Thiruvananthapuram: It was a day of disappointment for several devotees who reached the Shangumugham beach on Wednesday to offer the ‘Karkidaka vavu bali’ ritual, thanks to the scores of fake ‘acharyas’ who lined up on the shores to guide the devotees to perform rituals dedicated to the spirits of their ancestors. While many of the bogus men did not know the basic rituals, several others chanted unheard of and unknown ‘mantras’ and made some quick bucks by taking the devotees for a ride.
Perhaps, Shangumugham is the only location in the State where thousands of devotees are left to the exploitation of fraudsters on the ‘vavu bali’ day. ‘‘It was nothing but looting in the name of rituals and customs,’’ said Santhosh Kumar G, an advertising professional. ‘‘The ‘priest’ chanted some odd mantras and finished everything in a hurry. He didn’t even give the participants enough time to perform the remembrance ritual,’’ he said.
Jeevan Nair, another devotee, said that the he had little option to find genuine ‘acharyas’ on the beach. "Most of them appeared to be fraudsters out to make money by tricking us. It’s sad that the people had to trust them to perform such an important ritual,” he said.
It was a day of disappointment for several devotees who reached the Shangumugham beach on Wednesday.
The Travancore Devaswom Board (TDB), which manages the ‘bali’ rituals at several sacred locations in the southern part of the State, argues that it was not asked by any authority to intervene in the issue. "The TDB has no role in the ‘bali tharpans’ performed on the beach. There may be fraudsters among the priests, but we cannot intervene unless we are asked by any competent authority,’’ said TDB Commissioner N Vasu.
Though the TDB is offering the facility on the premises of the Shangumugham Devi temple, it has few takers as the devotees have to walk around 400 m to the sea to perform the bath after the ritual. The TDB manages the ‘bali tarpan’ on the Varkala shores by deploying around 500 ‘acharyas’ on the day. "At Varkala and Pamba (during the Sabarimala pilgrimage season), we select ‘acharyas’ based on a strict scrutiny review. Those who intend to guide the devotees have to bring a certificate from the panel of ‘thantris’ appointed by the Board. Hence, we keep the fraudsters at bay,’’ Vasu added. "At Thiruvallom and some other temples, we have staff priests to guide the devotees,’’ the Commissioner said.

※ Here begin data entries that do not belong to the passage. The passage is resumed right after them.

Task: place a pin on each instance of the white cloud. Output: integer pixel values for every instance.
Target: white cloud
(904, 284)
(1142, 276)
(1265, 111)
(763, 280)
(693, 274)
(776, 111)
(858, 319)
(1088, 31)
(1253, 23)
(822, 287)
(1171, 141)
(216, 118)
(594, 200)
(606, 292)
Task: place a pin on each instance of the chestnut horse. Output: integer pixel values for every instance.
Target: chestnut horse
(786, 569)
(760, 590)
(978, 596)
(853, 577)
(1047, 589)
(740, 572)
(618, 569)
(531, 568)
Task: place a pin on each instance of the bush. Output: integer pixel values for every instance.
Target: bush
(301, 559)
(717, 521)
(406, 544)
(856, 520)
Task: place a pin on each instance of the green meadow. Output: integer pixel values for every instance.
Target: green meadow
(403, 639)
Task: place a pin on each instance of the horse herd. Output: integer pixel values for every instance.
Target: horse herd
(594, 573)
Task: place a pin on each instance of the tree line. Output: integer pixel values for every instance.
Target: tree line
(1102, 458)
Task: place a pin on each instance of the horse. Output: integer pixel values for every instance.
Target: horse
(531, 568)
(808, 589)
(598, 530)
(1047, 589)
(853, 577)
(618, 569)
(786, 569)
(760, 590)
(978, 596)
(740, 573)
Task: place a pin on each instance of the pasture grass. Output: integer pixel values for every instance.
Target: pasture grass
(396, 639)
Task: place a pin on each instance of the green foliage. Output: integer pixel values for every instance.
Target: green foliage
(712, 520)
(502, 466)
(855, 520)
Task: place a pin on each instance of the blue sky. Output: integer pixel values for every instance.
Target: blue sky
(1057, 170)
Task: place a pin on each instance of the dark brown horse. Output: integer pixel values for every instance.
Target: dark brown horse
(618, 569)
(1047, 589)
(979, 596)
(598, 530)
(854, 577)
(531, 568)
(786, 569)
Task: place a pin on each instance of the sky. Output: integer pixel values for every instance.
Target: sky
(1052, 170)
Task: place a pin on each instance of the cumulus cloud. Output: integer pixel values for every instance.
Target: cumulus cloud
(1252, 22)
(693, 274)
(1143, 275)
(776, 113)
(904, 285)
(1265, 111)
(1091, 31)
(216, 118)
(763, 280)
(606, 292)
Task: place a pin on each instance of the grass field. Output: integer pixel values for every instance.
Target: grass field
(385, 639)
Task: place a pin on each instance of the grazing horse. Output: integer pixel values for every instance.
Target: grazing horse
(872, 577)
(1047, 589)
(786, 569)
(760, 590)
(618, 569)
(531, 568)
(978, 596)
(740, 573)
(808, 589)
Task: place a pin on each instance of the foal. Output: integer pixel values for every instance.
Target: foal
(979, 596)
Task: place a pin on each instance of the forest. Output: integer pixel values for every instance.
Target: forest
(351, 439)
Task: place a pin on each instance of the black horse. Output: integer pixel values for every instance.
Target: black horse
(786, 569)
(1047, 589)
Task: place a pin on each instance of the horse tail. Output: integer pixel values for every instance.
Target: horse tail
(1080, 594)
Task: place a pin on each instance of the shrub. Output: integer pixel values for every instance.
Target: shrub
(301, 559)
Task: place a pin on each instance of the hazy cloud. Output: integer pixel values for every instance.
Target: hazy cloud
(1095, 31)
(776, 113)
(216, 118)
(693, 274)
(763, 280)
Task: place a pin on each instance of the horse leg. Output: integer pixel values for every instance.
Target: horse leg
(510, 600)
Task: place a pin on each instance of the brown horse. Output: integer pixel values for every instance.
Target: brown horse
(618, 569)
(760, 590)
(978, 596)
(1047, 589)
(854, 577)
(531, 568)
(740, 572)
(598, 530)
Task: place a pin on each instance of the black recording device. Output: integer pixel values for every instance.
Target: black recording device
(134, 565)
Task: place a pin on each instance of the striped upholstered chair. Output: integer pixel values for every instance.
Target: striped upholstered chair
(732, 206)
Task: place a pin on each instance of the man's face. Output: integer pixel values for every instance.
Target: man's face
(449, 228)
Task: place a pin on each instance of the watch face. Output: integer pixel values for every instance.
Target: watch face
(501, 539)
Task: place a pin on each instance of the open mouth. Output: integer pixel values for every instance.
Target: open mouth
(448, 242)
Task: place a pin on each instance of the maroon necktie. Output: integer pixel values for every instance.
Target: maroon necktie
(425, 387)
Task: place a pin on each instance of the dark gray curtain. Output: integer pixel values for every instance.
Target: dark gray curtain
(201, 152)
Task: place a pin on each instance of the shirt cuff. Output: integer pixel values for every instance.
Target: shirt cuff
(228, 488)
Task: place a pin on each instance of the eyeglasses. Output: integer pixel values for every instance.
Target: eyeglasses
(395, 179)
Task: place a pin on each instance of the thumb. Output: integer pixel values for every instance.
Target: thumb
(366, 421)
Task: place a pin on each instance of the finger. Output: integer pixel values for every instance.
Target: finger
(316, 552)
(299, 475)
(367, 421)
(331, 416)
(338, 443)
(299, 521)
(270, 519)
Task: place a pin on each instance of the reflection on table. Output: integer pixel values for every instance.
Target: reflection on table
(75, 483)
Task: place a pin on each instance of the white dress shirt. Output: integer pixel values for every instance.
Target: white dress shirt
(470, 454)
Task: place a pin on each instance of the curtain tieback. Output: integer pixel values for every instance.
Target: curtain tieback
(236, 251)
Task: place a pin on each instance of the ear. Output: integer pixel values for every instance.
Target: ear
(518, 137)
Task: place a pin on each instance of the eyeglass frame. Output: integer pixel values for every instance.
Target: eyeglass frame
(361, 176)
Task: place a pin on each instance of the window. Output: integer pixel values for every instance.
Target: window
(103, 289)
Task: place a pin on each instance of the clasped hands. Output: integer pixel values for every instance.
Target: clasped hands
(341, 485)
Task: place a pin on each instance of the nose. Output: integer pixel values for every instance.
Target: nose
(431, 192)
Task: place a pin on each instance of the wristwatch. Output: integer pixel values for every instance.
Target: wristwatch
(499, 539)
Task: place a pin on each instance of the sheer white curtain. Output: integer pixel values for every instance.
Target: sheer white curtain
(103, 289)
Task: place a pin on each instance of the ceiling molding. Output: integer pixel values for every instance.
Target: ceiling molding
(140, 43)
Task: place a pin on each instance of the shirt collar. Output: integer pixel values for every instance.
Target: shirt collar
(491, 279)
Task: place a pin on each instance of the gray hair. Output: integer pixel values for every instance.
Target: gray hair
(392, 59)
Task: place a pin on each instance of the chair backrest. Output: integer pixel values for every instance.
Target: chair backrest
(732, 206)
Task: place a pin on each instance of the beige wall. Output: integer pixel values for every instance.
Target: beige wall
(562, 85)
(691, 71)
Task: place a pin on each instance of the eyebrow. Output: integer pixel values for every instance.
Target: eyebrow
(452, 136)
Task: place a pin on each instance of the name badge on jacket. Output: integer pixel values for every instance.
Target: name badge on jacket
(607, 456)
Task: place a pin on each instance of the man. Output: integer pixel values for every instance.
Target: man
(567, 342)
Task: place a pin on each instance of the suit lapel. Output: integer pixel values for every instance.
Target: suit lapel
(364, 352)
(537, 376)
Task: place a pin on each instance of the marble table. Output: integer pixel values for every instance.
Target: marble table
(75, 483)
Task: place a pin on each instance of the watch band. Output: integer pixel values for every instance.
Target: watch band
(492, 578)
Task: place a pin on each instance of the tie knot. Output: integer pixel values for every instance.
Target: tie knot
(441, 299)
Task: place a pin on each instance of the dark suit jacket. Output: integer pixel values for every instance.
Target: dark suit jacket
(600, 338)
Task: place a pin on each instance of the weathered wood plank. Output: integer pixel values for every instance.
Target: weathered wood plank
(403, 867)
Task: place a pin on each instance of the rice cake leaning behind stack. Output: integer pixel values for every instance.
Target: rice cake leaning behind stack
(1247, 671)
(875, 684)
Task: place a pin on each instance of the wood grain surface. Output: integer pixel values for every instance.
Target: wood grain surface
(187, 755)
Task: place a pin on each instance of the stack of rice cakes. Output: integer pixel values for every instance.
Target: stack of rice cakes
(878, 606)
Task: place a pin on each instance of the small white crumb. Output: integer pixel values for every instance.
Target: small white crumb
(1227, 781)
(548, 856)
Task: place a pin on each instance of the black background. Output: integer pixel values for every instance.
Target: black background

However, the TDB’s stand on the issue is not welcomed by all. ‘‘The TDB should take the lead in matters concerning the religious affairs of the Hindu community,’’ said Kanyakulangara Subramanian Potty, president of the Vaidika Suraksha Samithy, an outfit of temple priests. "There is no dearth of qualified persons here. We are ready to offer support to the TDB if it requires trained personnel,’’ he said. ‘‘This is a matter of great religious importance. The people should not be left to cheating,’’ he added.
Thekkedath Kuzhikkattu Parameswaran Vasudevan Bhattathiripad, one of the ‘thantri’ panel members of the TDB, said that ensuring the services of qualified persons at all ‘bali tharpan’ locations in the State was a need of the hour. "Proper performance is essential in any ritual. Hence, it is grave injustice to leave the devotees to the exploitation by the unqualified,’’ Bhattathiripad said.
Bhattathiripad is a member of the panel of ‘thantris’ of the TDB that is also authorised to issue certificate to ‘acharya’ applicants at Pamba. ‘‘There are a few streams of ‘bali tharpan’ practices being followed in the State. We usually check whether the applicant is proficient in any of the streams. “There is no caste bar and the only other condition is that the candidate should be a Hindu community member,” he added.